The organization has established a website where citizens can report evidence for any illegal abortions that they think might be happening. Opponents of the law including Whole Woman’s Health CEO Amy Hagstrom Miller argue the law opens up a “bounty system”.

“A vigilante kind of system that can call into question anyone who supports access to abortions,” Hagstrom Miller said Wednesday. “All of us know somebody and love somebody who has had an abortion in our lifetime or might need an abortion at some point. I’d ask you, is this the kind of environment we want somebody we love to go through?”

Dallas-based appellate attorney David Coale with Lynn Pinker Hurst & Schwegmann said while the Supreme Court isn’t bound to a deadline for their response, they are aware of the significant impact from this new law.

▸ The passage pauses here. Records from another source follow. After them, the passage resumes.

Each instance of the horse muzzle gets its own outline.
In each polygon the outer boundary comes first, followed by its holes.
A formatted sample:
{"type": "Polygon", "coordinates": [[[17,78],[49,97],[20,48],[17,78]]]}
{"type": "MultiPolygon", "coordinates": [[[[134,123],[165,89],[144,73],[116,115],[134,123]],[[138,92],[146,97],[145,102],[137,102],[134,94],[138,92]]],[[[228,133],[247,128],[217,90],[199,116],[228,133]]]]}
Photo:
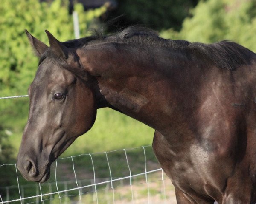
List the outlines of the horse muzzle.
{"type": "Polygon", "coordinates": [[[28,158],[24,159],[18,156],[17,167],[27,181],[43,183],[50,176],[50,163],[49,162],[43,165],[38,165],[38,160],[28,158]]]}

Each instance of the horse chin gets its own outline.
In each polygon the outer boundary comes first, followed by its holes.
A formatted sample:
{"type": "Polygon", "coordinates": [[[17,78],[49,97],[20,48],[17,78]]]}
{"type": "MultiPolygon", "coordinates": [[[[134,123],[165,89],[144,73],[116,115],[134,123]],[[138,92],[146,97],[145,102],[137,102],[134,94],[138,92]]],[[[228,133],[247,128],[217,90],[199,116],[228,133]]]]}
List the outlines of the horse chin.
{"type": "Polygon", "coordinates": [[[43,177],[40,180],[37,181],[37,182],[41,183],[45,182],[49,179],[50,177],[50,169],[49,168],[49,170],[47,170],[43,177]]]}

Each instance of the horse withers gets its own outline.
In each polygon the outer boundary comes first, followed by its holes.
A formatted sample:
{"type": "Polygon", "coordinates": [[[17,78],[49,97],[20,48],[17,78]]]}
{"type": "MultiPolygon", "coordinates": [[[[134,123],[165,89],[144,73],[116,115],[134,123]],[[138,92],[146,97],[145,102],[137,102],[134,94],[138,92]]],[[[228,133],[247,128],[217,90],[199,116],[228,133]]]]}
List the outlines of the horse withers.
{"type": "Polygon", "coordinates": [[[256,54],[131,27],[48,47],[26,31],[38,69],[17,157],[27,180],[51,164],[110,107],[154,128],[153,147],[178,204],[256,202],[256,54]]]}

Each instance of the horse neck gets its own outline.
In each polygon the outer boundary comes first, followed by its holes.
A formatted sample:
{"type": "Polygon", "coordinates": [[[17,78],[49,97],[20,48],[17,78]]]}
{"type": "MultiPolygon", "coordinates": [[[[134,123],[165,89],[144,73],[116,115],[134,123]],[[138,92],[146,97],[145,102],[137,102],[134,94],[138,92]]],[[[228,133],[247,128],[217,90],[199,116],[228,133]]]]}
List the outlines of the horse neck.
{"type": "Polygon", "coordinates": [[[170,90],[172,74],[165,71],[171,60],[157,57],[164,56],[164,50],[157,51],[153,56],[148,52],[105,43],[80,50],[78,54],[84,68],[98,81],[106,106],[110,104],[160,131],[166,126],[163,122],[172,119],[171,107],[177,106],[172,105],[175,101],[170,98],[174,96],[170,90]]]}

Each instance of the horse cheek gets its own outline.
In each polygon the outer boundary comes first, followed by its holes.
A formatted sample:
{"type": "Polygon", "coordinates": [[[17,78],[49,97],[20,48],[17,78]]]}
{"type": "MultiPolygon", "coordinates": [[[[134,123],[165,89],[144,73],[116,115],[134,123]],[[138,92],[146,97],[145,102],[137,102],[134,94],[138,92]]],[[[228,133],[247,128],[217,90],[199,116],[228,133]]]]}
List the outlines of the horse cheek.
{"type": "Polygon", "coordinates": [[[83,95],[76,100],[76,129],[77,136],[88,131],[92,127],[96,118],[96,104],[92,91],[89,89],[83,90],[83,95]]]}

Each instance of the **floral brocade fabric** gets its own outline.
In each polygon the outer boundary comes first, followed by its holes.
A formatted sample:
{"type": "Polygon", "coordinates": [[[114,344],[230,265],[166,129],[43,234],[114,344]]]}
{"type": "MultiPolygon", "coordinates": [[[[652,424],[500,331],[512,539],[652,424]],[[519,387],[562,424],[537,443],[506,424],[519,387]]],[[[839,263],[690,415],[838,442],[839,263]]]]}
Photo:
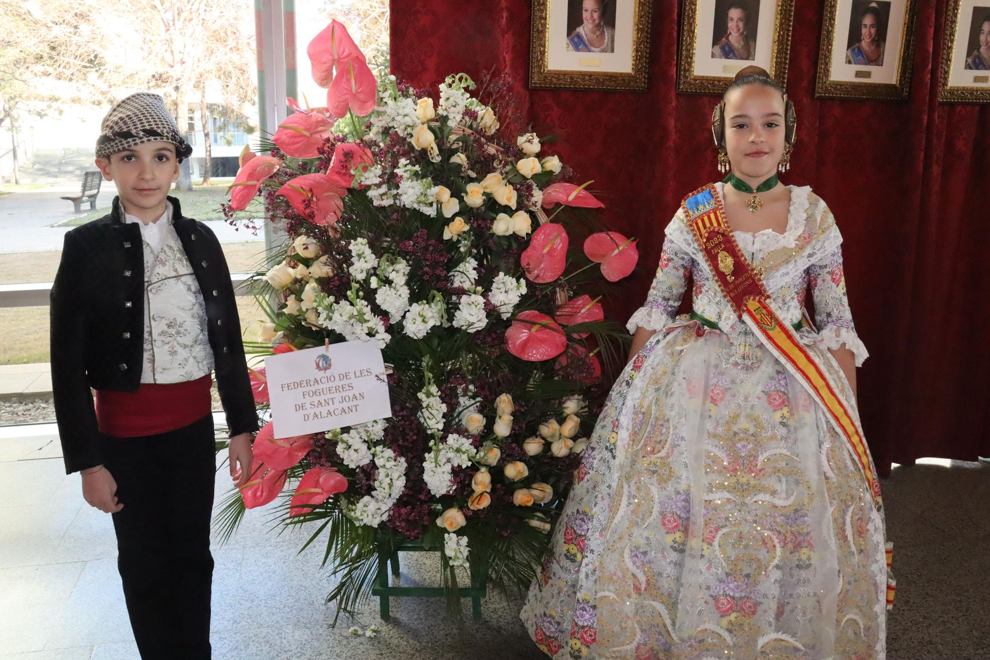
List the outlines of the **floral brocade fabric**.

“A lot of people just need to know what to do on both sides,” Coale said. “Abortion providers in Texas need to know how to run their business. People who want to bring these lawsuits want to get to the courthouse, but they don’t want to waste much time on something that’s not going to go anywhere.”

Texas lawmakers also are moving forward in an ongoing special session with proposed new restrictions on medication abortion, a method using pills that accounts for roughly 40% of abortions in the U.S.